そっちへ行ったら——。あの炎のエネルギーに身を任せて、黒のヤツらを手当たり次第にぶち殺してやれたら・・・・・。
数馬は、ふらふらとそちらに行きかかった。
その時、どこからともなく小さな女の子が1人現れ、その扉をパタンと閉め、背中で押さえてこちらを見た。
『かずまくん。』
「しゅうこちゃん」だった。
それは単に、揺れ動く数馬の心が見た幻影だったのかもしれない。
しかし、数馬が憎悪に呑み込まれそうになるたびに「しゅうこちゃん」は現れて、その扉を背中でパタンと締めてくれるのだった。

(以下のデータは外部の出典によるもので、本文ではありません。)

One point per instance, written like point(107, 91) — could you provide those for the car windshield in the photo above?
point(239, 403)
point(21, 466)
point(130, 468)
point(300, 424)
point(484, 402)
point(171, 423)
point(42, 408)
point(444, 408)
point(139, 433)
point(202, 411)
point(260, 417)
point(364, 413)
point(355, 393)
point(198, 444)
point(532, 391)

訓練所で、敵を倒すためのスキルを学んでいる時などに、不意に憎悪が頭をもたげてくることもあったが、そんな時は必ず「しゅうこちゃん」が背中で扉を押さえている姿が数馬の脳裏にチラチラして、技を乱すということがなかった。
「下条は冷静だな——。あれほどの経験をしたというのに、たいした子どもだ。」
教官たちは、袖引き合って感心した。
だから——、数馬の「大丈夫」には、まるっきり根拠がないわけでもなかったのだ。
「しゅうこちゃん」がいなければ、あるいは数馬も、戻ってくることすらできなかったかもしれない。
苗字、ちゃんと聞いておけばよかったな・・・。数馬は少し後悔した。
今、どこの小学校にいるんだろう?
「しゅうこちゃん」だけでは、探しようもないよなぁ———。
でも——、
現実に会ったら、「魔法」が解けちゃうかな——?
まだ11歳の数馬には、そうなっても自分を律するだけの自信はなかった。